2. Enhanced resilience: Reduce vulnerability to drought, pests, disease and other shocks; and improve capacity to adapt and grow in the face of longer-term stresses like shortened seasons and erratic weather patterns.
3. Reduced emissions: Pursue lower emissions for each calorie or kilo of food produced, avoid deforestation from agriculture and identify ways to suck carbon out of the atmosphere.
CSA promotes practices that enable progress on the three outcomes such as silvo-pastoralism in livestock, alternate wetting and drying of rice crops, agroforestry and conservation agriculture. CSA’s focus on outcomes allows it to embrace any policy, approach, technology, practice or product that can deliver progress across the three outcomes in any context.
Climate-Smart Agriculture and the World Bank Group
The World Bank Group works with countries to support farmers so that they can earn and produce more in the face of climate shocks and reduce harmful emissions from each kilo they produce. It also backs research programs such as the Consultative Group on International Agricultural Research (CGIAR), which develops drought-and-flood resistance food crops, early warning systems, risk insurance and other innovations that promote resilience to climate change.
Climate-Smart Agriculture (CSA) Country Profiles bridge a knowledge gap by providing clarity on CSA terminology, components, relevant issues, and how to contextualize it under different country conditions. The knowledge product is also a methodology for assessing a baseline on climate-smart agriculture at the country level (both national and sub-national) that can guide climate smart development. The profiles are effective tools for synthesizing complex information into focused outputs that compare in a visually-appealing way the “climate-smartness” of many country activities and their adoption potential.
Working Towards Food and Nutrition Security
The Bank’s support of CSA is making a difference:
In Ethiopia, the Humbo Assisted Natural Regeneration Project has helped restore 2,700 hectares of biodiverse native forest, which has boosted production of income-generating wood and tree products such as honey and fruit.
In Niger, farming systems now include trees that capture nitrogen.
In Vietnam, alternate wetting and drying techniques have intensified production, resulting in increased yields and dramatic reductions in the amount of seed (70%) and water (-33%) required, as well as the amount of nitrogen fertilizer used (-25%).

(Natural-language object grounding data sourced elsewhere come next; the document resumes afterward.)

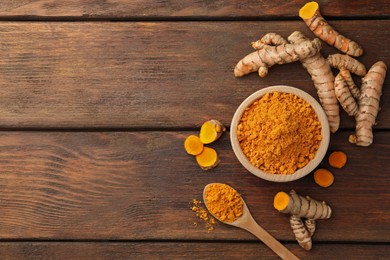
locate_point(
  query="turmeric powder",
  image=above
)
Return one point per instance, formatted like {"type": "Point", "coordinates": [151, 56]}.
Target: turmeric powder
{"type": "Point", "coordinates": [223, 202]}
{"type": "Point", "coordinates": [279, 133]}
{"type": "Point", "coordinates": [202, 214]}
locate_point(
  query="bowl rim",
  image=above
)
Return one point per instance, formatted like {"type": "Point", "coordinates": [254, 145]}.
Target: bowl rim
{"type": "Point", "coordinates": [320, 154]}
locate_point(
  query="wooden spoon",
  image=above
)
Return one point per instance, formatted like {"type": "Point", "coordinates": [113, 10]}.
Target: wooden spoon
{"type": "Point", "coordinates": [247, 222]}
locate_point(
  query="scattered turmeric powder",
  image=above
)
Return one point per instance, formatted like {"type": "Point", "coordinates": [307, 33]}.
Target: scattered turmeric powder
{"type": "Point", "coordinates": [223, 202]}
{"type": "Point", "coordinates": [337, 159]}
{"type": "Point", "coordinates": [279, 133]}
{"type": "Point", "coordinates": [323, 178]}
{"type": "Point", "coordinates": [203, 215]}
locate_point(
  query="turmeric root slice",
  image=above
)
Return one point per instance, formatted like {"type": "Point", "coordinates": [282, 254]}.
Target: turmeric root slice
{"type": "Point", "coordinates": [207, 159]}
{"type": "Point", "coordinates": [193, 145]}
{"type": "Point", "coordinates": [323, 178]}
{"type": "Point", "coordinates": [337, 159]}
{"type": "Point", "coordinates": [300, 206]}
{"type": "Point", "coordinates": [211, 131]}
{"type": "Point", "coordinates": [310, 13]}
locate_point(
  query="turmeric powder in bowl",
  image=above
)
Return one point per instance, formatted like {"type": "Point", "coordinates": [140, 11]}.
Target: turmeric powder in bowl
{"type": "Point", "coordinates": [280, 131]}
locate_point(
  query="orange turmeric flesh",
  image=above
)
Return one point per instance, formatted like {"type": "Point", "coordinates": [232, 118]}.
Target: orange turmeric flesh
{"type": "Point", "coordinates": [193, 145]}
{"type": "Point", "coordinates": [308, 10]}
{"type": "Point", "coordinates": [337, 159]}
{"type": "Point", "coordinates": [323, 178]}
{"type": "Point", "coordinates": [208, 158]}
{"type": "Point", "coordinates": [281, 201]}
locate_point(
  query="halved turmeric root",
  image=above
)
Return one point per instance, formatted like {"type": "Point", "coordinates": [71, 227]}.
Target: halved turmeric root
{"type": "Point", "coordinates": [193, 145]}
{"type": "Point", "coordinates": [310, 13]}
{"type": "Point", "coordinates": [211, 131]}
{"type": "Point", "coordinates": [302, 207]}
{"type": "Point", "coordinates": [207, 159]}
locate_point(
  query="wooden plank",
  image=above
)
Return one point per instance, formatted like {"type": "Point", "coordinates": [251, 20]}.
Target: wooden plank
{"type": "Point", "coordinates": [137, 75]}
{"type": "Point", "coordinates": [119, 9]}
{"type": "Point", "coordinates": [180, 250]}
{"type": "Point", "coordinates": [139, 185]}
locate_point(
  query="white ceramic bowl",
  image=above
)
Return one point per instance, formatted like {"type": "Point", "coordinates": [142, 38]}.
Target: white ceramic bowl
{"type": "Point", "coordinates": [300, 172]}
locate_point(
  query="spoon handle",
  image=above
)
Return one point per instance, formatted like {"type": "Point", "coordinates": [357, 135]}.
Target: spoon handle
{"type": "Point", "coordinates": [270, 241]}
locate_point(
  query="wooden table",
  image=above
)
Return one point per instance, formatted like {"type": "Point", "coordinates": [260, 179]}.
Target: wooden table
{"type": "Point", "coordinates": [97, 97]}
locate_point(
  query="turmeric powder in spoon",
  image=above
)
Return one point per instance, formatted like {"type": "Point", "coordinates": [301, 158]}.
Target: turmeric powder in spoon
{"type": "Point", "coordinates": [223, 202]}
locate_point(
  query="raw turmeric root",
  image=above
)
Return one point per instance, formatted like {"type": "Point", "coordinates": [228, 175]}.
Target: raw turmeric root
{"type": "Point", "coordinates": [207, 159]}
{"type": "Point", "coordinates": [311, 226]}
{"type": "Point", "coordinates": [337, 159]}
{"type": "Point", "coordinates": [267, 55]}
{"type": "Point", "coordinates": [355, 91]}
{"type": "Point", "coordinates": [211, 131]}
{"type": "Point", "coordinates": [193, 145]}
{"type": "Point", "coordinates": [340, 61]}
{"type": "Point", "coordinates": [323, 178]}
{"type": "Point", "coordinates": [302, 207]}
{"type": "Point", "coordinates": [310, 13]}
{"type": "Point", "coordinates": [344, 95]}
{"type": "Point", "coordinates": [368, 102]}
{"type": "Point", "coordinates": [323, 79]}
{"type": "Point", "coordinates": [301, 233]}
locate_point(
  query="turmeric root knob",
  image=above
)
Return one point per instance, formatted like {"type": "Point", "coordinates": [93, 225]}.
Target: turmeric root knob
{"type": "Point", "coordinates": [368, 102]}
{"type": "Point", "coordinates": [207, 159]}
{"type": "Point", "coordinates": [299, 207]}
{"type": "Point", "coordinates": [310, 13]}
{"type": "Point", "coordinates": [267, 55]}
{"type": "Point", "coordinates": [302, 235]}
{"type": "Point", "coordinates": [193, 145]}
{"type": "Point", "coordinates": [211, 131]}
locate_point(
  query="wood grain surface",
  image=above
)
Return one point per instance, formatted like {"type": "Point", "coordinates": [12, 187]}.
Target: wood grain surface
{"type": "Point", "coordinates": [139, 185]}
{"type": "Point", "coordinates": [181, 250]}
{"type": "Point", "coordinates": [157, 9]}
{"type": "Point", "coordinates": [149, 74]}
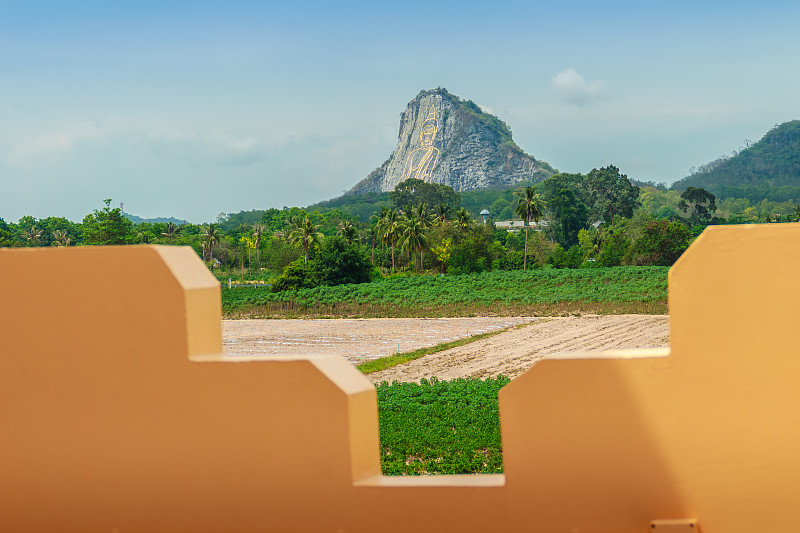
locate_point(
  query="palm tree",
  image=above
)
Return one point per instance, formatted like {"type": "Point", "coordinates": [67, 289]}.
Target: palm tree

African farmers who have adopted evergreen agriculture are reaping impressive results without the use of costly fertilizers. Crop yields often increase by 30 percent and sometimes more. In Zambia, for example, maize yields tripled when grown under Faidherbia trees.
In China, a major reforestation program to protect watersheds and control erosion has returned the devastated Loess Plateau to sustainable agricultural production, improving the lives of 2.5 million people and securing food supplies in an area where food was sometimes scarce. An estimated 20 million more people in China have benefited from the replication of this approach in other areas.
In Rwanda, a hillside erosion project is having dramatic results. Through terracing, improved soil cultivation, better water run-off management, and irrigation systems, farmers reported an immediate increase in yields and income.